Die Schaffung der NS-Diktatur im Jahr 1933 bot Goebbels die Möglichkeit, seine Propagandafähigkeiten auf das gesamte Land anzuwenden. Goebbels, der im März 1933 zum Minister für öffentliche Aufklärung und Propaganda ernannt wurde, versuchte, das deutsche Volk in leidenschaftliche Nationalsozialisten zu verwandeln, damit es "einheitlich denkt, ... einheitlich reagiert und ... sich der Regierung mit Leib und Seele zur Verfügung stellt" (Reuth) S. 172). Er unterzog das Land einem hoch orchestrierten Programm suggestiver nationalsozialistischer Spektakel, Slogans und Bilder, die das deutsche Publikum vor allem auf emotionaler Ebene ansprechen sollten. Goebbels 'Ministerium organisierte öffentliche Buchverbrennungen und Festivals, um neue nationalsozialistische Feiertage wie Hitlers Geburtstag zu feiern, sowie besondere Ereignisse wie die Olympischen Spiele 1936. Beliebte Medien wie Zeitungen und Radio wurden unter die Kontrolle der Regierung und des Ministeriums gestellt unterstützte auch die "Nazifizierung" der deutschen Kultur, einschließlich der Säuberung von "undeutschen" und "entarteten" Einstellungen und Individuen. Die im Herbst 1933 von Goebbels geschaffene Nationale Kulturkammer legte fest, welche Autoren, Musiker, Journalisten, Künstler und Schauspieler ihre Berufe ausüben dürfen, belohnte die rassischen und politischen Anhänger des Regimes und setzte seine Gegner auf die schwarze Liste. 1937 organisierte Goebbels eine Ausstellung "entarteter" Kunst von Künstlern wie Ernst Barlach, Max Beckmann und Oskar Kokoschka. Goebbels direktes Engagement in kulturellen und künstlerischen Angelegenheiten war in der Filmindustrie besonders stark; Er war oft in jeder Phase der Produktion involviert, wählte die Filme aus, die gedreht werden sollten, besetzte bestimmte Schauspielerinnen und Schauspieler und überwachte die Bearbeitung und den Vertrieb des Films.

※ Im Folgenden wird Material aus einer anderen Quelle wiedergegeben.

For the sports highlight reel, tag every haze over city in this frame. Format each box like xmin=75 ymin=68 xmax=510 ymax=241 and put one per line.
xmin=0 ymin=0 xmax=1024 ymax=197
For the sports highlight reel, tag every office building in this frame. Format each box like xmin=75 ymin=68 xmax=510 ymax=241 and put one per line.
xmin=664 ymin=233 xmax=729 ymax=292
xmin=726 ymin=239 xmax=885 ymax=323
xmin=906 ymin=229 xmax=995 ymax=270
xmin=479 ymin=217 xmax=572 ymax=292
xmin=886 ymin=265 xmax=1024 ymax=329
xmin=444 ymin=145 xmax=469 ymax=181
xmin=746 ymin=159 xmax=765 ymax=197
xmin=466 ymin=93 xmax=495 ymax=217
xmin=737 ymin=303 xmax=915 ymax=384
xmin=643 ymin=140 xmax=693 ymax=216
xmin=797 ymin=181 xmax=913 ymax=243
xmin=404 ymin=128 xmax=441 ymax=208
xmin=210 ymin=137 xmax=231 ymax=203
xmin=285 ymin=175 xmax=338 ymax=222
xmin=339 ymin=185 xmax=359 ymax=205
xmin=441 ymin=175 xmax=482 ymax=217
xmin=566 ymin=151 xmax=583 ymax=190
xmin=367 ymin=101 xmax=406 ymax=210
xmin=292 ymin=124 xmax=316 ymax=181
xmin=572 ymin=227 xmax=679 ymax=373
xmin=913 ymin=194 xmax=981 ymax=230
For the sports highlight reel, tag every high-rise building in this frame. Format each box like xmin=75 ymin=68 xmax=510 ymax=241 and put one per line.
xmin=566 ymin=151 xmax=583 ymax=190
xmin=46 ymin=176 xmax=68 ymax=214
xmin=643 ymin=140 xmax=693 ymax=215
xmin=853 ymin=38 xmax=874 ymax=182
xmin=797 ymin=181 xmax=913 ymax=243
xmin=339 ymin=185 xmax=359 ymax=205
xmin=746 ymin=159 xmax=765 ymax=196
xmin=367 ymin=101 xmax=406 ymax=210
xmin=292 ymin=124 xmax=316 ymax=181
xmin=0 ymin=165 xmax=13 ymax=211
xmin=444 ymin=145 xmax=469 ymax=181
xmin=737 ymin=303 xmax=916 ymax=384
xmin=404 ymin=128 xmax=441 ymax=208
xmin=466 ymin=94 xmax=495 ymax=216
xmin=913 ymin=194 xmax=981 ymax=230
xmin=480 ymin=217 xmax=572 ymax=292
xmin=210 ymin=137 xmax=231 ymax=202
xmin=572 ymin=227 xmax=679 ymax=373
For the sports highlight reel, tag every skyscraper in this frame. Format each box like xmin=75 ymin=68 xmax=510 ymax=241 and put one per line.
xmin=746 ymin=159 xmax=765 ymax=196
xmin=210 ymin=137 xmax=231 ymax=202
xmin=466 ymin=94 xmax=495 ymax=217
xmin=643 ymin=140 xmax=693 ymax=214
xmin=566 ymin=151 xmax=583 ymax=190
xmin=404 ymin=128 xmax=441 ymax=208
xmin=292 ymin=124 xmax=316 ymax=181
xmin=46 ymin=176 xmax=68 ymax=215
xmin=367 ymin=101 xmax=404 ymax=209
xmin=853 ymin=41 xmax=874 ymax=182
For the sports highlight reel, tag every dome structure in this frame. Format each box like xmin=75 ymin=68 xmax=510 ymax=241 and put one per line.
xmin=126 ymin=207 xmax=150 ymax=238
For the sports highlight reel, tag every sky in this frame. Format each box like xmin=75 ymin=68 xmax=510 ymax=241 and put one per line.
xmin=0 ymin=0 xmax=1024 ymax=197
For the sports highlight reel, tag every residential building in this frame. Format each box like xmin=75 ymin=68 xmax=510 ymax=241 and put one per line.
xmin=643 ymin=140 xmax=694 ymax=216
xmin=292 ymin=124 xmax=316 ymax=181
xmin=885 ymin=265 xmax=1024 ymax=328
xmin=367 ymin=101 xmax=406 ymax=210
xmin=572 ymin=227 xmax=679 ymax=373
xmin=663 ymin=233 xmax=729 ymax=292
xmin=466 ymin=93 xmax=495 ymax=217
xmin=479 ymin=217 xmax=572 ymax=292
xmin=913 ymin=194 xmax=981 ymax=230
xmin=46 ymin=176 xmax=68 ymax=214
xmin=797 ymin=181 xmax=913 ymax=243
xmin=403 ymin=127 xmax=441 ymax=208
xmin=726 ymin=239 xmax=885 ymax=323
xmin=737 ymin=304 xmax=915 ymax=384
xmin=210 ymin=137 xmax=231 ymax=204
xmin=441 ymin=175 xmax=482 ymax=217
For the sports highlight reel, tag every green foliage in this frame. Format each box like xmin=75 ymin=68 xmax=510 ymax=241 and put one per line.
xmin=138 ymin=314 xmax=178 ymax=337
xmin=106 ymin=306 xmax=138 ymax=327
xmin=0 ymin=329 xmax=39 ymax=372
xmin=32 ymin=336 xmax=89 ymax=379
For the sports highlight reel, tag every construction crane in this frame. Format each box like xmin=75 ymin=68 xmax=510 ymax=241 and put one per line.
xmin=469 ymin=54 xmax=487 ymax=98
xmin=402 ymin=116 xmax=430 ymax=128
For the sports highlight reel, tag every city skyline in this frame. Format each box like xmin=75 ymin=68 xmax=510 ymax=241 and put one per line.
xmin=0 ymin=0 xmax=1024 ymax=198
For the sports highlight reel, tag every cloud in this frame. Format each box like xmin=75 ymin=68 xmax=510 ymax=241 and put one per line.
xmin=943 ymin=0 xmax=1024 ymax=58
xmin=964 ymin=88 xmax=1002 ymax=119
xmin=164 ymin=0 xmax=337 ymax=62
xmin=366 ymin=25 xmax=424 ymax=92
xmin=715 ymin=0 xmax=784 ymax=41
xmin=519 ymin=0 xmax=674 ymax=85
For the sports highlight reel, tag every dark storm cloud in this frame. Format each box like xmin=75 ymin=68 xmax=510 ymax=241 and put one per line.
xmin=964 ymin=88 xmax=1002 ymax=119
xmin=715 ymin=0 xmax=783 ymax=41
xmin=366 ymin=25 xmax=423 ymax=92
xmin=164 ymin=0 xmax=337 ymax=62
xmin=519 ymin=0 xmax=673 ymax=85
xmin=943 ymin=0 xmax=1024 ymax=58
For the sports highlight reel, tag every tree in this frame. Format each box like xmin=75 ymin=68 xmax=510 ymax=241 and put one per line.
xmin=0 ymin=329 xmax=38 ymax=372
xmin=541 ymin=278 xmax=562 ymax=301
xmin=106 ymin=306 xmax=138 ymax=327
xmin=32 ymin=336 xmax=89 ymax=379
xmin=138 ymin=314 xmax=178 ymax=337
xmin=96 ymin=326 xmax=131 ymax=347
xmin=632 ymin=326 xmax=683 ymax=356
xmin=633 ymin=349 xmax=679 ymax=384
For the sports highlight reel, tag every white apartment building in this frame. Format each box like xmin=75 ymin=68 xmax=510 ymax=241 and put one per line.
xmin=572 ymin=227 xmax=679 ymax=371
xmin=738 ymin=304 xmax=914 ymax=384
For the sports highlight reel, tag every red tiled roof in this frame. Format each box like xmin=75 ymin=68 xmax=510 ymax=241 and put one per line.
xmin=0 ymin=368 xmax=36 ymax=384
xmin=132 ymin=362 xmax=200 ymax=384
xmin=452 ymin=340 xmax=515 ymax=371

Goebbels wichtigster Beitrag zum Dritten Reich war seine Rolle bei der Entwicklung und Verbreitung eines pseudoreligiösen Kultes, der Hitler verehrt. Nach diesem Hitler-Mythos ist Hitler die Personifikation des Deutschen Volk, oder Menschen - war verantwortlich für die wirtschaftlichen Erfolge Deutschlands und seine diplomatischen und militärischen Siege in den 1930er und frühen 1940er Jahren. Der Hitler-Mythos spielte eine entscheidende Rolle bei der Bindung des deutschen Volkes an Hitler sowie beim Zusammenhalten der unterschiedlichen Elemente der NSDAP.

Die deutsche Niederlage in Stalingrad im Jahr 1943 war der Beginn der Zerstörung des Dritten Reiches, bot Goebbels aber auch die Möglichkeit, sich als einer der wichtigsten Männer des NS-Staates wieder zu etablieren, nachdem er sich politisch auf die ersten Feldzüge vorbereitet und diese bekämpft hatte des Krieges. Als Reaktion auf die sich zunehmend verschlechternde militärische und wirtschaftliche Situation setzte Goebbels seine Propagandafähigkeiten ein, um die Deutschen zu mobilisieren, um den "totalen Krieg" bis zum absoluten Ende zu führen. Am 30. April 1945 begingen Goebbels und seine Frau Magda (die früher an diesem Tag ihre sechs Kinder vergiftet hatten) nach den Selbstmorden von Adolf Hitler und Eva Braun Selbstmord.

Obwohl die historische Wissenschaft seit den 1980er Jahren ein hohes Maß an zeitgenössischer deutscher Zustimmung der Bevölkerung für den NS-Staat und seine Politik aufgedeckt und damit das Verständnis der Historiker für die Funktionsweise des Dritten Reiches erheblich verändert hat, bleibt abzuwarten, ob die Wissenschaftler Goebbels weiterhin sehen werden entweder als chamäleonartiger Opportunist oder als fanatischer Nazi, der Propaganda einsetzte, um eine Nation einer Gehirnwäsche zu unterziehen.